A number of statutes have graduated punishments based on the degree of harm to the victim of the crime. Iowa provides for five degrees of computer damage and five degrees of computer theft. The punishments are correlated with that state's classification of misdemeanors and felonies. For example, computer damage in the first degree is classified as a class C felony. Computer damage in the fifth degree, involving the least damage, is classified as a simple misdemeanor.FN41

Enhancement provisions increase the penalty of a computer crime where certain preconditions are satisfied. Missouri and Nevada,FN42 increase the penalty for a computer crime when the victim is one of a specified category of victims.FN43 Missouri's law enhances punishment if there is "an interruption or impairment of a governmental operation or of public communication, transportation, or supply of water, gas, electricity or other essential public services."FN44 If one of these conditions is proven, the penalty is changed from a class A misdemeanor to a class C felony. The practical result of that change is a difference in the sentence range from one year in county jail for a misdemeanor to several years for a class C felony.

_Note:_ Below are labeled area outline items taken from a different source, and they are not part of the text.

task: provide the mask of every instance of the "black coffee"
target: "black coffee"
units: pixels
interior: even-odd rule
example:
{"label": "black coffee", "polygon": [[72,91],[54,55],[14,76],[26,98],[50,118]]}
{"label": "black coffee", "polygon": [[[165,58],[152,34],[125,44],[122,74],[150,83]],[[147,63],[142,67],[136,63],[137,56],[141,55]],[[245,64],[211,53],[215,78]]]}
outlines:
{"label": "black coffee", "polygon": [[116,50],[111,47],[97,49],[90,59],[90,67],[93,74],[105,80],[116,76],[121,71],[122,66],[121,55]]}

Since the first computer crime bill was proposed in the U. S. Senate, the idea of deterring large thefts by even larger fines has been one goal of computer crime laws. Montana's statutes provide that one convicted of unlawful use of a computer "shall be fined not more than 2-½ times the value of the property used, altered, destroyed or obtained".FN45 Connecticut provides that if someone is convicted of computer crime involving a gain of money or other property, the court can order that the criminal repay double the amount of his or her gain to the victim instead of a fine to the court.FN46

Cumulative Supplement

Cases:

Two-level enhancement for unduly influencing a minor under age sixteen to engage in prohibited sexual conduct was not available after conviction of attempting via the internet to persuade a minor to engage in sexual activity and traveling in interstate commerce for purpose of engaging in sexual activity with minor where victim was an undercover law enforcement officer representing himself to be a child under age of sixteen, and not an actual minor; undercover officer was not persuaded in thought or deed, and thus was not unduly influenced. U.S.S.G. § 2A3.2(b)(2)(B), 18 U.S.C.A. U.S. v. Chriswell, 401 F.3d 459 (6th Cir. 2005); West's Key Number Digest, Sentencing and Punishment 703.

Finding that defendant who, after corresponding for nearly two weeks with undercover officer over the internet and describing in graphic detail his purported sexual encounters with young children, had traveled from Pennsylvania to Wyoming on promise by undercover officer to provide him with child under age of 12 had actually intended to engage in sexual act with such a child and had not, as claimed by defendant, been engaged in mere role playing, did not rise to level of clear error, so as to support application of cross-referencing provision of sentencing guideline, given that defendant, at time of his arrest, was in possession of gift bags containing stuffed animals, as well as lubricant and various sexual paraphernalia, and had left behind him in Pennsylvania his computer laden with numerous pornographic images of prepubescent children and infants. U.S.S.G. § 2A3.2(c)(1), 18 U.S.C.A. U.S. v. Graham, 413 F.3d 1211 (10th Cir. 2005), cert. denied, 2005 WL 2922646 (U.S. 2005); West's Key Number Digest, Sentencing and Punishment 653(2).